I imagine that the more conservative-minded MRAs will be bawwwwwing about this:
http://www.iflscience.com/health-and-medicine/fda-panel-support-female-viagra-approval
My comments aren’t showing up. :<
Hmm…
(That’s probably going to be, like, three of the same posts. I am sorry.)
The rest will be fantasizing about dosing people with it, or writing dystopian* fiction about a regime where it’s mandatory.
*not dystopian in their minds.
@sunny
Eeyup. The only other article I could find about it after Googling… Was an extremely one-sided interview with an idiot (who sounds for all the world like a feMRA homeopath – two awful tastes that taste awful together!).
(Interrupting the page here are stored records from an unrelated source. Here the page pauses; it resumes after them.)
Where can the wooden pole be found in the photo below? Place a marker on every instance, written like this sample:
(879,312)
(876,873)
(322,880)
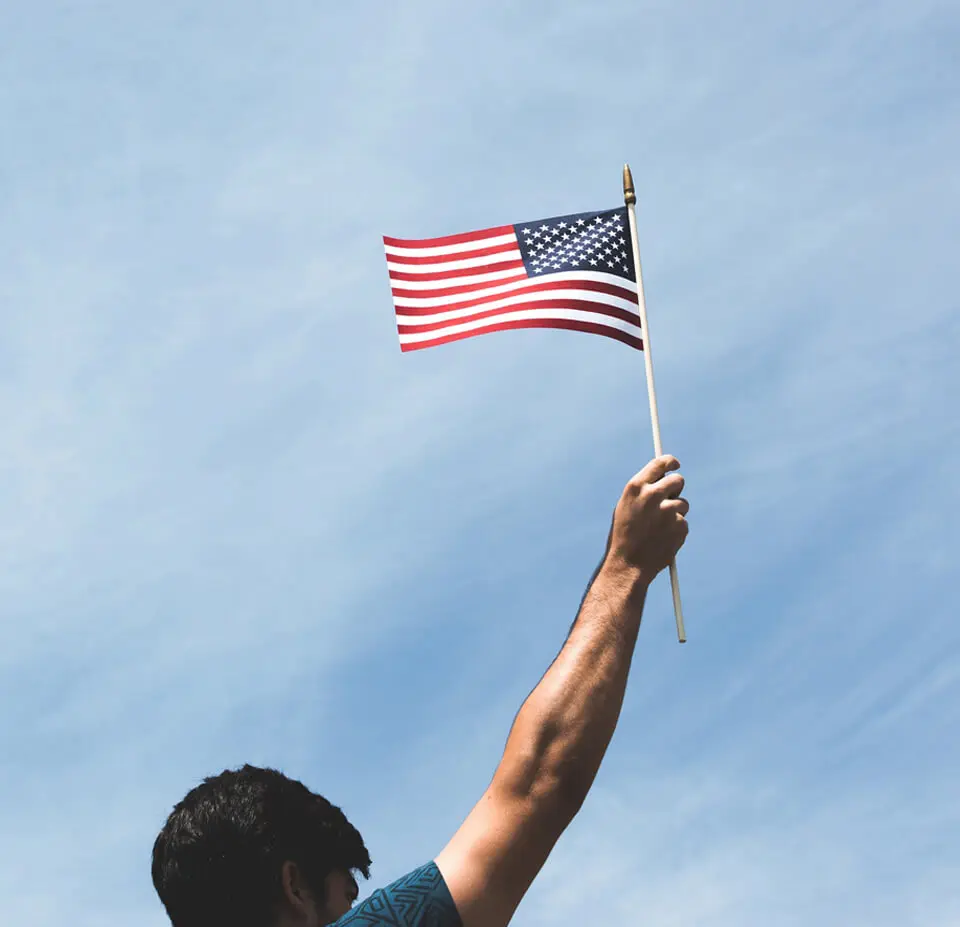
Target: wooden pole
(630,198)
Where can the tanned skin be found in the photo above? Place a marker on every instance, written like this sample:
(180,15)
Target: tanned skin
(563,729)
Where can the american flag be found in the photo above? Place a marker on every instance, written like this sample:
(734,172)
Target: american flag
(573,272)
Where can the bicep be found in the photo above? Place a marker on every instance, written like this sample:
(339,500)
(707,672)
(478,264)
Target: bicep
(498,852)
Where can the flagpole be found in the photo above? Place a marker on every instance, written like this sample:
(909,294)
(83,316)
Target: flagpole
(630,198)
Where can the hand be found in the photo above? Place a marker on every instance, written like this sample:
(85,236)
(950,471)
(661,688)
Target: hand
(649,523)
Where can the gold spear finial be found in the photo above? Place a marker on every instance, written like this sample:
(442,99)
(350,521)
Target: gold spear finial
(629,194)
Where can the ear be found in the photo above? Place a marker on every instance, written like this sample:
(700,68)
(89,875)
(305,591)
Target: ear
(296,894)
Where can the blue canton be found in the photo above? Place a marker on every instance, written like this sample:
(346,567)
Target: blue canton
(419,899)
(597,241)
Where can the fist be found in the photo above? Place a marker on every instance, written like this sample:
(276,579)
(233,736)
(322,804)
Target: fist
(649,523)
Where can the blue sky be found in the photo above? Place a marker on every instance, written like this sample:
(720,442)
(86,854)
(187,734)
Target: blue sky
(237,525)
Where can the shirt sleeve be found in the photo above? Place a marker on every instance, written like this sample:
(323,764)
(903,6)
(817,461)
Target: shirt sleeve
(419,899)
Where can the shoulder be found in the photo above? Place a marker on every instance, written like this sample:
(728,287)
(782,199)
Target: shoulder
(418,899)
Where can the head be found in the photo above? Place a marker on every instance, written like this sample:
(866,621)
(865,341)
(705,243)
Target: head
(253,848)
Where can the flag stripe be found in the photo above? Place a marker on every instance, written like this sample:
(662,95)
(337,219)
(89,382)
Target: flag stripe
(421,276)
(458,286)
(411,325)
(613,286)
(407,247)
(465,285)
(457,258)
(558,298)
(570,324)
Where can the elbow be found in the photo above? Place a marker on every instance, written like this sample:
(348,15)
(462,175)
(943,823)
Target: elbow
(559,793)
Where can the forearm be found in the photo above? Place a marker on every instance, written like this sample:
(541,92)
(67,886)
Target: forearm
(564,727)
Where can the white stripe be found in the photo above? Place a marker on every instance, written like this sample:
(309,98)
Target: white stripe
(461,281)
(601,299)
(436,251)
(456,265)
(567,277)
(573,314)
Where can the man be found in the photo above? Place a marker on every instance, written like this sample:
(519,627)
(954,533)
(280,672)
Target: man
(252,848)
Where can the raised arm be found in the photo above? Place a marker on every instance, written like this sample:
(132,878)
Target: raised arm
(562,731)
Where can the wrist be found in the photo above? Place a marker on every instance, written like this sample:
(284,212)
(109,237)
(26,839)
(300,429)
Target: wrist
(627,578)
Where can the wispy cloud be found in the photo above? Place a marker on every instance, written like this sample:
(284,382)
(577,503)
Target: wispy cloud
(237,524)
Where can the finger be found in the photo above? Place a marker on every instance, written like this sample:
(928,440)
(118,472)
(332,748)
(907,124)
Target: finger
(670,486)
(656,470)
(679,506)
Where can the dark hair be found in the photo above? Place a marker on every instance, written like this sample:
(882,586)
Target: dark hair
(219,857)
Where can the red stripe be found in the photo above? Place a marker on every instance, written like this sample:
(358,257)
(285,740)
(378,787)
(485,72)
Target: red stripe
(460,272)
(458,290)
(536,286)
(456,255)
(463,238)
(597,308)
(591,328)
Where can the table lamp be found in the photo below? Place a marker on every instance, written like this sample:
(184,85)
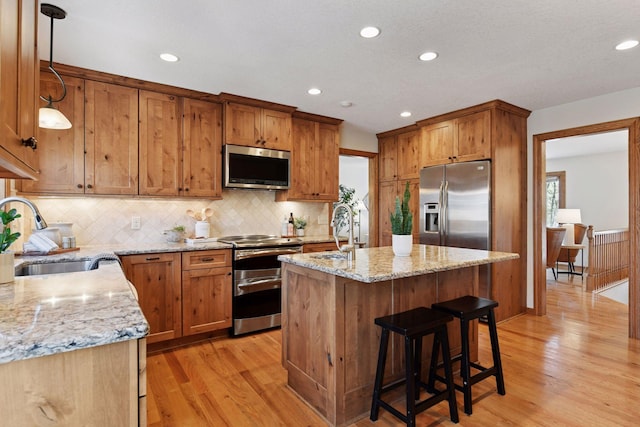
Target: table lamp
(567,218)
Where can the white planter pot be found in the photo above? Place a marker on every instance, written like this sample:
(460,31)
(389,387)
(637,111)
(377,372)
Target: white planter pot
(7,270)
(402,244)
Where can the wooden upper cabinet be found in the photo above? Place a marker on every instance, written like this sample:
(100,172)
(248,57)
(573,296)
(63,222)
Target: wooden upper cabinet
(61,151)
(257,127)
(160,144)
(111,139)
(202,146)
(462,139)
(408,145)
(18,88)
(388,158)
(314,162)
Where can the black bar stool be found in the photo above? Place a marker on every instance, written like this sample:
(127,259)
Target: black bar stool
(413,325)
(468,308)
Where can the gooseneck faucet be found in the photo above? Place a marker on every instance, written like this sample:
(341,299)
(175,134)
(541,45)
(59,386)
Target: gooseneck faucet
(349,248)
(40,222)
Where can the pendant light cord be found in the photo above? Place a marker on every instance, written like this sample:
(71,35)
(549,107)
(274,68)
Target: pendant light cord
(55,73)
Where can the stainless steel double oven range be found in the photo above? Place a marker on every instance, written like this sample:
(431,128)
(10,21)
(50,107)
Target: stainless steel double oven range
(257,280)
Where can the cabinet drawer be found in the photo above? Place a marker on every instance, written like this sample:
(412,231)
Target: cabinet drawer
(206,259)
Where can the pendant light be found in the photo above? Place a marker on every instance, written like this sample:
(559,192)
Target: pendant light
(49,117)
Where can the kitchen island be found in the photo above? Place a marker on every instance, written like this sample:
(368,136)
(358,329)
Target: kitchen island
(329,339)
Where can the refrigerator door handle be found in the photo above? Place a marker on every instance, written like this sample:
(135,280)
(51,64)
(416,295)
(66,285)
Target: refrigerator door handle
(443,212)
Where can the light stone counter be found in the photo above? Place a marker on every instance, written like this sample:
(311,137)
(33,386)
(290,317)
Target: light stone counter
(379,264)
(48,314)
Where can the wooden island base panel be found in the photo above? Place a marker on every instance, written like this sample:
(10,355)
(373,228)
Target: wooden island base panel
(329,339)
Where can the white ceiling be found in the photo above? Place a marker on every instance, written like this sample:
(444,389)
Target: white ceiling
(534,54)
(587,145)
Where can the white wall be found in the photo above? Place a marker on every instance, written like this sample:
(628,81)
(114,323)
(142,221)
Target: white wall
(598,185)
(613,106)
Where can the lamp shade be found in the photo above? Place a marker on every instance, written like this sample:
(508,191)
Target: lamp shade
(568,216)
(50,118)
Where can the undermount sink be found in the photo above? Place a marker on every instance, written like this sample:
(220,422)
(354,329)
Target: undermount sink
(330,256)
(52,268)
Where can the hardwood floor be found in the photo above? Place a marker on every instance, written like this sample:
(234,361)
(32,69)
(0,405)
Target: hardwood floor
(573,367)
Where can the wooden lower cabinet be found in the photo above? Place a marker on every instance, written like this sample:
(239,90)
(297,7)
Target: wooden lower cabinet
(182,294)
(206,291)
(104,385)
(156,277)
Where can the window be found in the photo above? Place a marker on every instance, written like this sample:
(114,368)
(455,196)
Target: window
(555,195)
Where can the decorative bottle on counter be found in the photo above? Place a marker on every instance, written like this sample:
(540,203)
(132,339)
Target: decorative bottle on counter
(203,228)
(290,225)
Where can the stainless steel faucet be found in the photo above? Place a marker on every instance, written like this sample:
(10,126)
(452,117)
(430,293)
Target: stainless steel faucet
(350,247)
(40,222)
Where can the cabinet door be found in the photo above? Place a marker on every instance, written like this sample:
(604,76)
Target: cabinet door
(473,136)
(206,299)
(156,277)
(276,130)
(111,139)
(437,144)
(202,145)
(408,155)
(160,144)
(62,151)
(388,155)
(242,124)
(18,83)
(327,162)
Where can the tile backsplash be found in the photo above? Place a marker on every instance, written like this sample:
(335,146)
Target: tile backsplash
(107,220)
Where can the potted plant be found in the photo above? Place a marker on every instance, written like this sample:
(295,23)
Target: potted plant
(176,234)
(7,270)
(401,225)
(299,223)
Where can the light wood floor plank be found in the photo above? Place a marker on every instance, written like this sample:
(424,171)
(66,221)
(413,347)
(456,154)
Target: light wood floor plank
(573,367)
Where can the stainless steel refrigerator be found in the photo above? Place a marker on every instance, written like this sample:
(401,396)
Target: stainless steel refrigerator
(455,208)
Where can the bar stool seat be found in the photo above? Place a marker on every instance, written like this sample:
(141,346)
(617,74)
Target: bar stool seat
(414,325)
(468,308)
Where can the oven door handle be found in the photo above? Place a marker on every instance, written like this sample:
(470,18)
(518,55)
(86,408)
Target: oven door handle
(254,253)
(251,286)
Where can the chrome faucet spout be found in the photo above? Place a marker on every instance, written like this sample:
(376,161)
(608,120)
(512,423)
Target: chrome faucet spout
(350,247)
(40,222)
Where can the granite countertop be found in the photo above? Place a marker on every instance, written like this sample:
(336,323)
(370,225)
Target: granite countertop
(54,313)
(48,314)
(379,264)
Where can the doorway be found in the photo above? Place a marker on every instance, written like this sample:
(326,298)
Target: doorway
(539,211)
(358,172)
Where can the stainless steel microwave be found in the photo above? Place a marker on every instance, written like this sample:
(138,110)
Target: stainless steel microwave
(261,168)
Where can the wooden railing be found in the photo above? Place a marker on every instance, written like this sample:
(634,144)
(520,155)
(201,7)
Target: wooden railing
(608,257)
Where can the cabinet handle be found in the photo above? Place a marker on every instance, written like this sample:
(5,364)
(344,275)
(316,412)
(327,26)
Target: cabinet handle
(30,142)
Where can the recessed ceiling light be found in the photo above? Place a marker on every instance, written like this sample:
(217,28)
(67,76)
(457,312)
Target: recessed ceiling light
(627,45)
(428,56)
(169,57)
(369,32)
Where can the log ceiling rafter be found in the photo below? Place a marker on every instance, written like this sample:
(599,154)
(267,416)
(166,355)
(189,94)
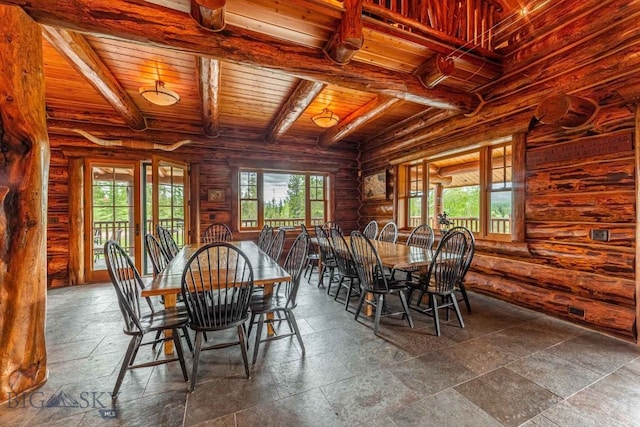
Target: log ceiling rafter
(83,58)
(209,13)
(160,26)
(374,108)
(209,72)
(301,97)
(348,38)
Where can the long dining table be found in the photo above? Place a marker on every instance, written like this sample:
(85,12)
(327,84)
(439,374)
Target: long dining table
(168,284)
(399,256)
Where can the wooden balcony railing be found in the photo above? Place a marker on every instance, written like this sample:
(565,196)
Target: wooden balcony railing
(470,21)
(280,222)
(497,225)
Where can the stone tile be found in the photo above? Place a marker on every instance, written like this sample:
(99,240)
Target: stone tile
(507,396)
(479,355)
(371,353)
(589,408)
(71,351)
(223,396)
(448,408)
(431,373)
(224,421)
(368,396)
(305,409)
(308,373)
(555,374)
(539,421)
(415,342)
(525,339)
(597,352)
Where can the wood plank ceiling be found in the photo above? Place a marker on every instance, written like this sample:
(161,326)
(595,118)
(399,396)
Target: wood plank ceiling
(251,98)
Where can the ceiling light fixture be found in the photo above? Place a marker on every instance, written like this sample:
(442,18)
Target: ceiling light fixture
(325,119)
(159,95)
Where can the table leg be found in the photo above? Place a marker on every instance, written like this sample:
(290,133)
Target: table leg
(268,292)
(169,302)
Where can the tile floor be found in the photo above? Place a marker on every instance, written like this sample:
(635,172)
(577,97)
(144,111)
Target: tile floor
(509,366)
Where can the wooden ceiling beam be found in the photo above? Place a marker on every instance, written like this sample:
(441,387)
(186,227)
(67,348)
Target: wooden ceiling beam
(374,108)
(81,56)
(209,13)
(209,75)
(159,26)
(303,95)
(348,39)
Sigh.
Some people really go out of their way to be easy to hate, don’t they?
I’m fascinated by the the basic income conversation – thanks for being so informative, EJ and others (Sn0rkmaiden, PoM and mildlymagnificent, and probably others, I lose track).
@ Orion – Eww, can you imagine there’d be a brief spate of women having their drinks spiked with “pink pills”, and then a load of disappointed would-be rapists discovering that increased sexual arousal doesn’t make someone totally unable to control themselves, and then having a dawning realization?
Apropos to this post is the story on Raw Story about how masculinity is killing men … http://www.rawstory.com/2015/06/masculinity-is-killing-men-the-roots-of-men-and-trauma/ I’ll just leave that here for anyone interested. Nothing too new, but another entry in the lexicon about how we perceive and raise our children differently based on gender.
… And on the subject of random articles, holy shit: David, I think this deserves a post. Mike Huckabee’s outed himself as a gross transphobe and a gross paedophile – which explains why he’s been backing up the Duggars…
From SFHC’s link:
“Being politically correct” = not admitting to creepy pedophilia fantasies and gross transphobia.
Says a lot, I think.
http://www.reactiongifs.com/r/ayfkm.gif
I wish I could say that this would affect his electability. I really do.
@FunknJunk
I read the article and enjoyed it. It’s excellent, and I think I’ll bookmark it. I was also pleasantly surprised by the absence of MRAs in the comment section, who I expected to show up whining about women and how male misery is all our fault. I guess manospherians only appear under articles about women’s issues, because God knows we shouldn’t be talking about problems like rape and lack of abortion access when there are false accusations and sad boners in the world! I mean, what about the menz?!